И вновь все смолкло. В нескольких шагах от меня стоял, прислонившись плечом к стволу дуба, Самсонов. Раздался чей-то короткий и негромкий свист, но только после того, как он повторился, командир поднял в знак предосторожности руку и медленно, со взведенным автоматом, двинулся вперед.
На широкой, раскисшей от дождей дороге стояла телега. Кухарченко и Щелкунов держали на прицеле двух испуганных стариков, одного худого как жердь, чернобородого, другого – кряжистого, с пегой бороденкой. Самсонов опустил автомат и, откашлявшись, почему-то басом спросил:
– Кто такие?
– Пожалте документ, господа, – заспешил чернобородый в брезентовом дождевике с капюшоном. – Аусвайс в полной исправности. Мы кульшицкие, едем в Смолицу за солью…
Чернобородый оказался не таким уж старым – не старше сорока лет. Бойкие карие глаза перебегали с одного десантника на другого.
Стряхнув дождевые капли с планшетки, Самсонов расстегнул, раскрыл ее и стал изучать двухкилометровку под целлулоидом. Найдя на карте Кульшичи, он облегченно вздохнул, пометил название села обгрызенным ногтем и продолжал допрос:
– Немцы в ваших Кульшичах стоят?
– Нет-нет да и заедут в нашу веску, – ответил бородатый белорус с бойкими глазами.
– Партизаны есть?
– Не слыхивали что-то, – заметно вздрогнув, проговорил бородач, хитро сощурившись. – Але ж вы якие люди будете?
– Не будь вельми цикавным, а то рано посивеешь! – ввернул Самсонов заученную перед вылетом белорусскую поговорку. – Лес-то большой?

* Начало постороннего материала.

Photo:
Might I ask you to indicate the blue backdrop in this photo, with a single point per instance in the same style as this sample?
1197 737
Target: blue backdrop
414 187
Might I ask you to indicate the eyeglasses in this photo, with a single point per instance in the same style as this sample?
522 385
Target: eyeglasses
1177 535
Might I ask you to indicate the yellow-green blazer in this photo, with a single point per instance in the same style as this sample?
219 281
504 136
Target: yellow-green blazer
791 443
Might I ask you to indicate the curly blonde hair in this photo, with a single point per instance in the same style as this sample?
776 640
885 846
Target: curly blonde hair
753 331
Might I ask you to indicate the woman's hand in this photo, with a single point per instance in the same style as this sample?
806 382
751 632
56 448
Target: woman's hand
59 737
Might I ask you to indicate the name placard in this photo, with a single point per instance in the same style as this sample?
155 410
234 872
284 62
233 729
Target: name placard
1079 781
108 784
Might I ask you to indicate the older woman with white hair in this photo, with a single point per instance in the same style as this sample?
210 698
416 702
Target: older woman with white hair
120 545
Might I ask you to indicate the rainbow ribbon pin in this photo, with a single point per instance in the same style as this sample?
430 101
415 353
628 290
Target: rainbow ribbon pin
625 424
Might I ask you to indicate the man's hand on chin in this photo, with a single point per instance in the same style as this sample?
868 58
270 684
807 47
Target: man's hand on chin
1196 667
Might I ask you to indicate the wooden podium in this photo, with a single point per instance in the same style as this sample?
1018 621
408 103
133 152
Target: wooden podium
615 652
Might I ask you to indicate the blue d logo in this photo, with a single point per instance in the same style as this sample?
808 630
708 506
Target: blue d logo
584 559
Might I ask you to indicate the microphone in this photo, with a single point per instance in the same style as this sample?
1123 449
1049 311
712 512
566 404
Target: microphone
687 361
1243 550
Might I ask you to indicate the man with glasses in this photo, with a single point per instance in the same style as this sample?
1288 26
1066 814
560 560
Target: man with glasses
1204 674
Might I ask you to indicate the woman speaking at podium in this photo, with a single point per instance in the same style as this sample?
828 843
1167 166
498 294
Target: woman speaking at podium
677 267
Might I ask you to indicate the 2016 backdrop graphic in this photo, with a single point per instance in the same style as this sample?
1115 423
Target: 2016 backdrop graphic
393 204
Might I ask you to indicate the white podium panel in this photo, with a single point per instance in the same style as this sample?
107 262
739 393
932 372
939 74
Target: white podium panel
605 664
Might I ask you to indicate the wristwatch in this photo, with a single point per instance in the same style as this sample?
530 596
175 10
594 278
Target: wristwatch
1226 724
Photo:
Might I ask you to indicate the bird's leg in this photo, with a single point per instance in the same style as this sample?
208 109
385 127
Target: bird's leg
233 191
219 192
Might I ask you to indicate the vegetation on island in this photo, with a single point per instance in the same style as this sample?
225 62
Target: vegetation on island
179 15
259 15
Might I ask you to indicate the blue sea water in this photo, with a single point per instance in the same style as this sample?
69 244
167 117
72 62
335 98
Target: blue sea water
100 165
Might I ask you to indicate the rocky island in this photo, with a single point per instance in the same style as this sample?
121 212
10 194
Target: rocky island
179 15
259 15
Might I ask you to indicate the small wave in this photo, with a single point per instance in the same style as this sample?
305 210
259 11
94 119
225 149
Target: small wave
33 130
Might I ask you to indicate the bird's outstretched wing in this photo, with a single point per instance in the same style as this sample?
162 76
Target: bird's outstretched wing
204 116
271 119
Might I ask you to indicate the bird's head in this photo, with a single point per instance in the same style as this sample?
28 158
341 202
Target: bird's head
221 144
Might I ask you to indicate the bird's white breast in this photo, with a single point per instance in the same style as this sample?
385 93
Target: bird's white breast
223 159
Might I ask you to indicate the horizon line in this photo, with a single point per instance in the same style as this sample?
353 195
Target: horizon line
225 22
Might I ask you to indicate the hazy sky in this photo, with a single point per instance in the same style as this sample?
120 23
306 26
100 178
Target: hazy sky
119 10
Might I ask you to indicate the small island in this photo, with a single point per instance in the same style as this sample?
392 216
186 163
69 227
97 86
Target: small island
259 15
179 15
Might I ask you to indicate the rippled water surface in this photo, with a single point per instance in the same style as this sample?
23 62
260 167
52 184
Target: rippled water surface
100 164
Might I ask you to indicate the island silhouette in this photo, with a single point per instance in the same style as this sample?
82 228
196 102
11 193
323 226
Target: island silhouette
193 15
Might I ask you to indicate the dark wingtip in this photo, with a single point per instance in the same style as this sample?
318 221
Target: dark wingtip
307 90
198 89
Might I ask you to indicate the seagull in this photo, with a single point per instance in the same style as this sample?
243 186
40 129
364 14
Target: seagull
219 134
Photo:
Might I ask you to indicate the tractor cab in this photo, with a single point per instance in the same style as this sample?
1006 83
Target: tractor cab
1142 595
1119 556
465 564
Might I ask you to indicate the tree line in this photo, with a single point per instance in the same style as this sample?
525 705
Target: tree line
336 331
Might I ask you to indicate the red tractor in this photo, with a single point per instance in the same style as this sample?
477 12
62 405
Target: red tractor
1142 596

– Лес добрый, – сказал бородач.
Но этот лес показался нам не таким уж «добрым», когда мы узнали, что он тянется в ширину лишь на четыре километра, а в длину насчитывает всего около восьми километров. Впрочем, я в жизни не бывал и в таком лесу, мне, хромоногому, он казался бескрайней пущей.
По правде сказать, партизанский лес представлялся мне в Москве сказочной дубравой, погруженной в таинственный сумрак и седой туман. Где чащи и чащобы?! Где непроходимые болота? Этот лес весь изрезан просеками, весь исплешивлен вырубками.
Бородач отвечал связно и толково. Как и наши белорусы – Кухарченко и Барашков, – он «цокал», «дзякал» твердо произносил белорусское «р»… Да, Хачинский лес – так назвал его бородач – изрезан дорогами, просеками и стежками, но крестьяне боятся мин, оставшихся в нем после фронта, и пользуются только Хачинским шляхом, что разрезает лес надвое, соединяя прилесные вески Хачинку и Добужу. Да и немцы строго-настрого запретили крестьянам в лес ходить. До Могилева? Не более тридцати километров, столько же примерно до райцентра Быхова, на берегу Днепра. Лес лежит на границе двух районов – Быховского и Пропойского. Границей служит река Ухлясть. Где немцы поблизости? В райцентрах, конечно, в весках на шоссе. Сколько их? Разно. Да кто же их считал! Пропойск и Быхов ими битком набиты…
– Дякую, дядя! – поблагодарил его, хлопнув по плечу, Самсонов. – Ну, как вам под немцем-то в «Остланде» живется?
– Терпим да крест несем, – пробормотал неожиданно чернобородый, и глаза его снова с надеждой и сомнением забегали по нашему защитного цвета обмундированию, по пилоткам и подшлемникам, кавалерийским венгеркам и красноармейским хлопчатобумажным шароварам, кирзовым сапогам и полуавтоматам и остановились на трехлинейке в руках Терентьева.